Kommt sehr wenig Wasser aus dem Rohr, da sind aber auch noch andere Algen mit im Spiel. Du hast doch mal von zwei Pumpen geschrieben.
Ich schreibe einfach mal was ich sehe bzw. was ich nicht sehe.
Kein Skimmer?
Deine Pflanzen-Inseln sehen so "abgesperrt" aus(rechte Seite), es ist nicht genau zusehen.
Sehe auch viele kahle Stellen, wo noch Pflanzen dazu kommen könnten.
Ansonsten wie oben beschrieben!


----------



## jolantha (13. Feb. 2016)

Hallo Ron, 
doch Skimmer ist vorhanden, kann man nur so nicht sehen, treiben die Schwimminseln grade vor. 
Die sind nicht abgesperrt, die haben bei mir " Freischwimmen" , und je nachdem wohin der Wind sie treibt, sind sie überall mal.


samorai schrieb:


> Sehe auch viele kahle Stellen, wo noch Pflanzen dazu kommen könnten.


Das erkläre bitte mal meinen Koi, die aber auch rein gar nichts wachsen lassen, was ich in der Flachzone einbuddele. 
Was nicht gleich gefressen wird, wird ausgebuddelt, und dann auf der Oberfläche hin und her geschubst ( tolles Spiel ) , 
und dann nach und nach als Nachtisch verputzt.


----------



## S.Reiner (14. Feb. 2016)

Hallo
wie alt ist das Bild den wenn Algen wachsen produzieren die erst mal viel Sauerstoff
aber wenn die Algen zu Schleim werden ist es umgedreht die Schleimalge frisst quasi den Sauerstoff im Teichwasser weg ( mal einfach gesagt )
ich würde eine Pumpe mitten im Teich rein legen mit Schlauch nach dem Teichrand und dort einen Filtersack ( Damenstrumpfhose ) dran machen
oder so wie ich Bild  
Was bei mir geht wird bei dir doch auch gehen


----------



## jolantha (14. Feb. 2016)

Reiner, das Bild ist vom letzten Sommer, und die Algen sind erst zum Winter hin aufgetaucht, und kleben jetzt auf der Folie
fest, erst in hellgrün, dann dunkelgrün und jetzt in schleimig übergehend.
Sobald das Wetter ein bißchen bessser ist, werde ich mit dem Schlammsauger den Mülm aus der Flachzone rausholen, und dann mit dem
Schrubber die Algen vernichten. 
Eine Pumpe liegt mitten im Teich , und geht dann in einen Filter, die andere Pumpe geht an den Skimmer, und in den
nächsten Filter . 
Habe das ganze Jahr über eine Strumpfhose an beiden Filterausläufen befestigt.


----------



## Ida17 (14. Feb. 2016)

Hallöchen!
So wie du es beschreibst Anne, sieht es bei mir auch aus "schleimig jedoch vitaminreich?!"  egal wie oft ich mit dem Kescher durchgehe, die Algen bleiben haften.
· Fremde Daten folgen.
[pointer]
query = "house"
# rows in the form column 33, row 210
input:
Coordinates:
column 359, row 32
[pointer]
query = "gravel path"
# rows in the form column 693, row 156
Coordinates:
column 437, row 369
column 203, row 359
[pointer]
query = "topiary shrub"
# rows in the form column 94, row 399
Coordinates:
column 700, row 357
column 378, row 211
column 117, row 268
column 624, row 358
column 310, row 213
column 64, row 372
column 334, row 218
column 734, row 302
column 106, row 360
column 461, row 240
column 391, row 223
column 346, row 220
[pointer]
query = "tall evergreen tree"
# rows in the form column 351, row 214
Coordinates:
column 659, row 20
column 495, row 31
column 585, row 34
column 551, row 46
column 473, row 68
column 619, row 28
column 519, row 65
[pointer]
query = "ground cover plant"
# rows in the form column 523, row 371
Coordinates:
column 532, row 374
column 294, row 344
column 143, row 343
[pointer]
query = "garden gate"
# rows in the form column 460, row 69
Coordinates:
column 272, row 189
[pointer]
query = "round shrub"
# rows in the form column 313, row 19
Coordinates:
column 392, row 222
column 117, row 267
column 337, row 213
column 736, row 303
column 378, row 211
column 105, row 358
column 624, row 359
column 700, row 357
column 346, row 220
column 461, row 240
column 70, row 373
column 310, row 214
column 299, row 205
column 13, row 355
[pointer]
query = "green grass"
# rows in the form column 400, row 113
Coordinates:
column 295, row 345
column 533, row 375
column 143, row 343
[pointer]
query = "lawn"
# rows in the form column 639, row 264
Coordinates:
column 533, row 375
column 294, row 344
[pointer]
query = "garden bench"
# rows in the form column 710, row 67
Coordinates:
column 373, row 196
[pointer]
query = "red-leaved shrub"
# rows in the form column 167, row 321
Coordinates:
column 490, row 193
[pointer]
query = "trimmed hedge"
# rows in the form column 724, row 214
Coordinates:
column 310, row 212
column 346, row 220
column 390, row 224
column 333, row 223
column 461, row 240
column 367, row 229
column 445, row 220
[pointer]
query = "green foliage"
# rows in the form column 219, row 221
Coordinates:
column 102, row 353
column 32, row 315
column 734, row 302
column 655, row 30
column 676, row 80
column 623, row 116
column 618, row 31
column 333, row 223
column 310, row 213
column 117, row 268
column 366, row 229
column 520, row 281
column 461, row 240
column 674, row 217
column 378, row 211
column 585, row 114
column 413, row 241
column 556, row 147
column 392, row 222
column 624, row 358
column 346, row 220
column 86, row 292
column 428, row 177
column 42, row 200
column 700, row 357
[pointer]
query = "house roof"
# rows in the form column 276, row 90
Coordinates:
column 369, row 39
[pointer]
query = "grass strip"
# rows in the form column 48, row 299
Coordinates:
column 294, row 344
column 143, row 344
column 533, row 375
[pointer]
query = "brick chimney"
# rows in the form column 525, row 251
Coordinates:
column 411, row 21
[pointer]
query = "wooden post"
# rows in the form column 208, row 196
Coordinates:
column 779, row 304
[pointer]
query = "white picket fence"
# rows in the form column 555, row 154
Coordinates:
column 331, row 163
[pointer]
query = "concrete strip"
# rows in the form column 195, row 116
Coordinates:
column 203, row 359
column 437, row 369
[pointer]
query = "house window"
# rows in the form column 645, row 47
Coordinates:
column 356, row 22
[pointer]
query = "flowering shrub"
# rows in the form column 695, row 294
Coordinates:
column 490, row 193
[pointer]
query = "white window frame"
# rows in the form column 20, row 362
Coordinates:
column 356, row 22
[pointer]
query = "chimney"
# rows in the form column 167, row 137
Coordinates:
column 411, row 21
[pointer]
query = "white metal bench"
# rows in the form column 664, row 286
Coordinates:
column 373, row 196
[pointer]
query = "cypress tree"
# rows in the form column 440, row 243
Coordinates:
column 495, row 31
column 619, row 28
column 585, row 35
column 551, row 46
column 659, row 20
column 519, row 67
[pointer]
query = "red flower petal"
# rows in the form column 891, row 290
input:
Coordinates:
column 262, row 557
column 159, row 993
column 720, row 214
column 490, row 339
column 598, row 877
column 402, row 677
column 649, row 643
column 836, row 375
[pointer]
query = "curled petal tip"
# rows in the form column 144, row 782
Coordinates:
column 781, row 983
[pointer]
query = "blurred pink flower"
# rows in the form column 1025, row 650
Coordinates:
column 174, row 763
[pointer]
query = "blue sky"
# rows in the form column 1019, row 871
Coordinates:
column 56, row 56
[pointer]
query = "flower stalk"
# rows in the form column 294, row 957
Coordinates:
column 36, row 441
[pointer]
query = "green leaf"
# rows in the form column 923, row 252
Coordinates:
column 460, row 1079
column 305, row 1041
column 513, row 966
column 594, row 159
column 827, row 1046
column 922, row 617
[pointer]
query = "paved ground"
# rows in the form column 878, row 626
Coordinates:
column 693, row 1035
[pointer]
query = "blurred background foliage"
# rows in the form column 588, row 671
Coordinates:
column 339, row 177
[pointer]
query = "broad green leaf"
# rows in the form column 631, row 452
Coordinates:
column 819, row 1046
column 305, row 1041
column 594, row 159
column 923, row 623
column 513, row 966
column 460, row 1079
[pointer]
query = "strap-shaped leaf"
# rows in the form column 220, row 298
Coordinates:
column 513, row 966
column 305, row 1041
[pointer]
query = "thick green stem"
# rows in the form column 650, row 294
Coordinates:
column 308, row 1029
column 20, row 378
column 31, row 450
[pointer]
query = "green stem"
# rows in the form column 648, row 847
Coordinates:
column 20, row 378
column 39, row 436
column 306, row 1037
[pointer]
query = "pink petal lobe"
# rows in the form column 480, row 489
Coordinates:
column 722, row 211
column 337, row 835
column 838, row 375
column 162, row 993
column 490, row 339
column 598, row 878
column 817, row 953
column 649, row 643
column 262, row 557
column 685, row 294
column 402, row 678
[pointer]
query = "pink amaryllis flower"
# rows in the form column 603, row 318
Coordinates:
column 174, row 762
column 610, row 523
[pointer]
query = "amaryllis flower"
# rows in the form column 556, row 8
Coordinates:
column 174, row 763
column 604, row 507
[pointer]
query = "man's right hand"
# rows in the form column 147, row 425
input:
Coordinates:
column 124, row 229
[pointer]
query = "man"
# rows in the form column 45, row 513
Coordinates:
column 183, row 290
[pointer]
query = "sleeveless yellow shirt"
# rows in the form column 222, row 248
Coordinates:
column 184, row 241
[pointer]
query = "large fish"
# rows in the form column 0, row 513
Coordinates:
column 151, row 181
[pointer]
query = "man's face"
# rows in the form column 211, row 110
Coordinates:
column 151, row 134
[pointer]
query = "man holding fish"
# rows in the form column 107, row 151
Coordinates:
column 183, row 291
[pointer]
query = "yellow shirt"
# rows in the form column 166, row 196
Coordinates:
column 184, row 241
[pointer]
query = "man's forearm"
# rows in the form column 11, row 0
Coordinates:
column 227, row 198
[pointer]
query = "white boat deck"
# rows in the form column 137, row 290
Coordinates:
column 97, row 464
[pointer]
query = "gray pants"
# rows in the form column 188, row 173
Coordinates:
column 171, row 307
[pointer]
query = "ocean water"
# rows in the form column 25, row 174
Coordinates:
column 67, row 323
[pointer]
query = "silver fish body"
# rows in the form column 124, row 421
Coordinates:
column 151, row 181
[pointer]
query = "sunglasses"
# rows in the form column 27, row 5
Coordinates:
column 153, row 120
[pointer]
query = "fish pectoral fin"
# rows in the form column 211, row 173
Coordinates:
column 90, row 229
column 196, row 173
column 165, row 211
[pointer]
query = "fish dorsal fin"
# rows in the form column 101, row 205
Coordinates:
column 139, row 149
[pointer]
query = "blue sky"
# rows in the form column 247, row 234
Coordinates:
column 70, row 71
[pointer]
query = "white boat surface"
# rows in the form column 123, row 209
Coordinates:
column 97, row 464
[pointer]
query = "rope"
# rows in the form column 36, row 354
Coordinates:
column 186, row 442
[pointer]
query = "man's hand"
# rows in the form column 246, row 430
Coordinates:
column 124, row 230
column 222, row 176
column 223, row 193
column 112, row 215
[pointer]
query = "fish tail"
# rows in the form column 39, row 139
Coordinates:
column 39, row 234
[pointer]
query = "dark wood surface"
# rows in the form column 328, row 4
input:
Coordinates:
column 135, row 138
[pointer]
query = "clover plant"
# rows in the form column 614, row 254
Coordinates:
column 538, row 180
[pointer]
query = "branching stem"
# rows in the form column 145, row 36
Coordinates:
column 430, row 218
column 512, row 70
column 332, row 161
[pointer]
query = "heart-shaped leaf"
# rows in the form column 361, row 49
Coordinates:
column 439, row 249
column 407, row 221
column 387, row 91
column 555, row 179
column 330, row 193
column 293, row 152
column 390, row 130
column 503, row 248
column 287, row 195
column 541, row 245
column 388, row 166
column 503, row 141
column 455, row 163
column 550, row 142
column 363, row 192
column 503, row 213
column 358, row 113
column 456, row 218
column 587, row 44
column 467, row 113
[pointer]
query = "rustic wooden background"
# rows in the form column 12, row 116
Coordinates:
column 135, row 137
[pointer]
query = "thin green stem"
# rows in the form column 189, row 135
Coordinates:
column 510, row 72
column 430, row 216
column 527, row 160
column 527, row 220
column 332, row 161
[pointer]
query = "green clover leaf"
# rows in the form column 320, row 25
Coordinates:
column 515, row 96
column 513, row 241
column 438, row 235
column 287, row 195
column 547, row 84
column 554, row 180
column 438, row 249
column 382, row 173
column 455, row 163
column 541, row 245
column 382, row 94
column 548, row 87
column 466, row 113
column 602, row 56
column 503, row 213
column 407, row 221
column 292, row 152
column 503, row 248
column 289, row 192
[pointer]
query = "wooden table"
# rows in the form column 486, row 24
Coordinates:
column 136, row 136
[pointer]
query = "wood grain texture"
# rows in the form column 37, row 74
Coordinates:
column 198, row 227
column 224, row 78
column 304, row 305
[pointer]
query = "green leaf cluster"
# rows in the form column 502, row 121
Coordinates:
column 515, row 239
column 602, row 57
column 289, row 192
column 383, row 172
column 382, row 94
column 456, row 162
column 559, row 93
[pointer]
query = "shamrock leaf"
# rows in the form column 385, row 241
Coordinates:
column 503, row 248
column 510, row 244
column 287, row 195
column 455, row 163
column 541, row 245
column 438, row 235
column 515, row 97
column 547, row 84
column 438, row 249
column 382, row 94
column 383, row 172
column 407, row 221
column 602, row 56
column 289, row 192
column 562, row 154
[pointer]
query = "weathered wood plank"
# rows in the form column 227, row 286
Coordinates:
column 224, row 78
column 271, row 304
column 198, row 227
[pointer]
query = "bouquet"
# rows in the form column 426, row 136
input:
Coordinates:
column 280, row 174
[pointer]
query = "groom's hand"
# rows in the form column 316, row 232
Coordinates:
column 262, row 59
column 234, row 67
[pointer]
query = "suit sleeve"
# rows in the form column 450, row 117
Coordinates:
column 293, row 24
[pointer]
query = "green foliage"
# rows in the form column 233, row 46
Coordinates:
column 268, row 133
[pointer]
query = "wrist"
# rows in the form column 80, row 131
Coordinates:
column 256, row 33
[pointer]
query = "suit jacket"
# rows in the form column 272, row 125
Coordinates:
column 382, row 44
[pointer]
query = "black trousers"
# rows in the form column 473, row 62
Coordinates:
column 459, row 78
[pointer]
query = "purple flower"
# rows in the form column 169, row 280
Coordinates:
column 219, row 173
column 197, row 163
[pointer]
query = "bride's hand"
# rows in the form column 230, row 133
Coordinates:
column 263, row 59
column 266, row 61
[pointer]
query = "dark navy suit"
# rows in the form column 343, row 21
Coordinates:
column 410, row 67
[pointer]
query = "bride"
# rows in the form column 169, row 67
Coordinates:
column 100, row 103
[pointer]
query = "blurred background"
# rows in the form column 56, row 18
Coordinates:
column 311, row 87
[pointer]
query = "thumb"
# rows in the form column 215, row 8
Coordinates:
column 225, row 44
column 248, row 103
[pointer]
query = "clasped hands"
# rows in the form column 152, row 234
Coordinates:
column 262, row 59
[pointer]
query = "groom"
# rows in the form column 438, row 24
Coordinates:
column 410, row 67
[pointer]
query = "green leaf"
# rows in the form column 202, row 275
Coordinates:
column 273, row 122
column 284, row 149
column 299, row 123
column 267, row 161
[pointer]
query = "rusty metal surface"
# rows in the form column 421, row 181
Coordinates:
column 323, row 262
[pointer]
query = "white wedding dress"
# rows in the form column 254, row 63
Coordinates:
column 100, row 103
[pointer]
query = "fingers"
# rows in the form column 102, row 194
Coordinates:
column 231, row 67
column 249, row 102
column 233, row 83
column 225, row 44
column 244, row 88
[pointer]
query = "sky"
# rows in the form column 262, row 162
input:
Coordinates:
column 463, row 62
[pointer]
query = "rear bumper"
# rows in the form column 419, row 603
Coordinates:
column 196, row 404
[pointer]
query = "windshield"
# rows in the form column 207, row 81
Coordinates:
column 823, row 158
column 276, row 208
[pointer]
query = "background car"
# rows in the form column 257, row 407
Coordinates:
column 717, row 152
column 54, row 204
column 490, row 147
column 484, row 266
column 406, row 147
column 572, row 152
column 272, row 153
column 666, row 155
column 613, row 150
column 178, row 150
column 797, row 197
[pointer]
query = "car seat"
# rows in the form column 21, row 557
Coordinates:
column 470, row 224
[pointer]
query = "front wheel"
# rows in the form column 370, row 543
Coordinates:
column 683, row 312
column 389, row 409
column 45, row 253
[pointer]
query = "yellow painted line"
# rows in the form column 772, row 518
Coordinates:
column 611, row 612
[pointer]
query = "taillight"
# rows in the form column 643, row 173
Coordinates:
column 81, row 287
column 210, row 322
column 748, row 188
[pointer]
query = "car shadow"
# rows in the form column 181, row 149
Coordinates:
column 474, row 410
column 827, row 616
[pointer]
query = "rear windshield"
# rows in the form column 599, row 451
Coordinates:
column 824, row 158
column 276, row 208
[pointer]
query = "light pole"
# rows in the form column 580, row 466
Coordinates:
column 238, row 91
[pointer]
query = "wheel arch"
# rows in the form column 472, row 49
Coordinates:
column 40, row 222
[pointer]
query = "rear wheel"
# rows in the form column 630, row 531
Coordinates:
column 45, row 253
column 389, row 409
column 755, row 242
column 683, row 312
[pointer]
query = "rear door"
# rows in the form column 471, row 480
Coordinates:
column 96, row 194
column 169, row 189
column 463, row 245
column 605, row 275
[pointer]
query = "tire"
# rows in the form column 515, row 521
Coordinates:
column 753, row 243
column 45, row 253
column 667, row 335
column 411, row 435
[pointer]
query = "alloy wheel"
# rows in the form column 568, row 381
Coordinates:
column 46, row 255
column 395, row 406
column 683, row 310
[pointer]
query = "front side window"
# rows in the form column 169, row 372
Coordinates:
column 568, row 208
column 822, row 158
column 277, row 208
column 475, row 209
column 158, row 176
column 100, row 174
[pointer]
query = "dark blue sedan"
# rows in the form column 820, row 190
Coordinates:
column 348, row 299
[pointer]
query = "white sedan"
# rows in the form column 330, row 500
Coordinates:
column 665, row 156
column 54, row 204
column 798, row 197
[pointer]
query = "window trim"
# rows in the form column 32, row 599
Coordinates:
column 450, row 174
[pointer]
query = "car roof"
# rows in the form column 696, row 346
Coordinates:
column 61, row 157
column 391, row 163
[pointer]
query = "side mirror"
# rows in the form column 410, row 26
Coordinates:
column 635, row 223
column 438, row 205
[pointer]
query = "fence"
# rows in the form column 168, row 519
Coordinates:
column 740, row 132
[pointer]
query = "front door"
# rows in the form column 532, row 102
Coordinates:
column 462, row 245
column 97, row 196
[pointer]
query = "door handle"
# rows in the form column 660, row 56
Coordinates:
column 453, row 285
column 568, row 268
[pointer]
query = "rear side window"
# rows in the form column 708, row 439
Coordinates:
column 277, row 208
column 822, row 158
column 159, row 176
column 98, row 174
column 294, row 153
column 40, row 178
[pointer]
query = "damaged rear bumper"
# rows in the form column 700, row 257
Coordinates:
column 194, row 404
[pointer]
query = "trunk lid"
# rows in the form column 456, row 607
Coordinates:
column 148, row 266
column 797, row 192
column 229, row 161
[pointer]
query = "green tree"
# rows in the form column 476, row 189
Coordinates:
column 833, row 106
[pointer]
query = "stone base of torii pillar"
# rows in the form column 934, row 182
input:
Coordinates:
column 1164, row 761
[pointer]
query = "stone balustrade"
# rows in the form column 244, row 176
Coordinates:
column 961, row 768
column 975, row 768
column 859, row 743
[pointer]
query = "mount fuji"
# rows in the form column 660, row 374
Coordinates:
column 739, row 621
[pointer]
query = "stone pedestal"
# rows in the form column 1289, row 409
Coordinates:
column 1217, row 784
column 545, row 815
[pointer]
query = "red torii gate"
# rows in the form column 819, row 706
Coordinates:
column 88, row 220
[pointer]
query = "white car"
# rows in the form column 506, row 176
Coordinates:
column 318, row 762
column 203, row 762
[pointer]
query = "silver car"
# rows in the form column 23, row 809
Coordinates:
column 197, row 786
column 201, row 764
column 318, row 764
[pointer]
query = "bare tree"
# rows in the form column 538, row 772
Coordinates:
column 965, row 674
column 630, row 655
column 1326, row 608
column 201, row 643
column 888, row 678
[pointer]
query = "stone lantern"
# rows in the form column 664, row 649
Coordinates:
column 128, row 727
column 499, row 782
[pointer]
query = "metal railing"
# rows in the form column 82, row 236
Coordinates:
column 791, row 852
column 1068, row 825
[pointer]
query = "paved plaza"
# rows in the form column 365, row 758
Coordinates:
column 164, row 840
Auch wenn es nur Pflanzen sind, manches Mal sehen die doch recht unappetitlich aus


----------



## tosa (14. Feb. 2016)

Ida17 schrieb:


> Hallöchen!
> So wie du es beschreibst Anne, sieht es bei mir auch aus "schleimig jedoch vitaminreich?!"  egal wie oft ich mit dem Kescher durchgehe, die Algen bleiben haften. Auch wenn es nur Pflanzen sind, manches Mal sehen die doch recht unappetitlich aus



Vitaminreich???

Dann mal guten Appetit oder nimmst du es als gesichtsmaske, grins


----------



## Ida17 (14. Feb. 2016)

Na das wäre mal ne Idee, da könnte man sich die teuren Kuren ja sparen!


----------



## S.Reiner (14. Feb. 2016)

Ob das bei mir noch hilft so nee Algenpackung 
ich habe den ganzen Filtersack voll das müsste doch reichen um 10 Jahre Jünger aus zu Sehen


----------



## trampelkraut (14. Feb. 2016)

S.Reiner schrieb:


> Ob das bei mir noch hilft so nee Algenpackung
> ich habe den ganzen Filtersack voll das müsste doch reichen um 10 Jahre Jünger aus zu Sehen



Wennd du am Abend den Jack Daniels weglässt, siehst du am Morgen besser aus. Da brauchst du keine Algenpackung!


----------



## samorai (14. Feb. 2016)

Hallo Jo!
Wenn es nicht mit der Bepflanzung im Teich geht, dann muss es eben außerhalb gehen.
Einen bepflanzten Filterteich, geht so etwas bei Dir?
Ist immer eine billigere Variante um den Algen die Nährstoffe zu entziehen, außerdem bringt er nur Vorteile, z.B. würde dieses Auslaufrohr aus dem Teichbereich verschwinden, dazu kann man einen breiten Einlauf-Bereich in den Teich gestalten, Pflanzen wo Deine Koi nicht ran kommen und ihre Aufgabe erfüllen. Keine Abänderung der vorhandenen Technik + Filter.
Die totale Reinigung ist doch nicht die Endlösung, erst einmal im Jahr ..... dann noch öfter......immer wieder muss der Teich bei Null anfangen, das führt doch zu nichts.


----------



## jolantha (14. Feb. 2016)

Ron, 
meinen Filterhochteich habe ich grade letzten Sommer platt gemacht, da die Folie undicht war. 
Ich neige eher dazu mir dieses Jahr einen Filtergraben anzulegen, Platz hab ich ja genug 
außerdem hätte ich noch gerne einen Wasserfall. 
Schaun wir mal


----------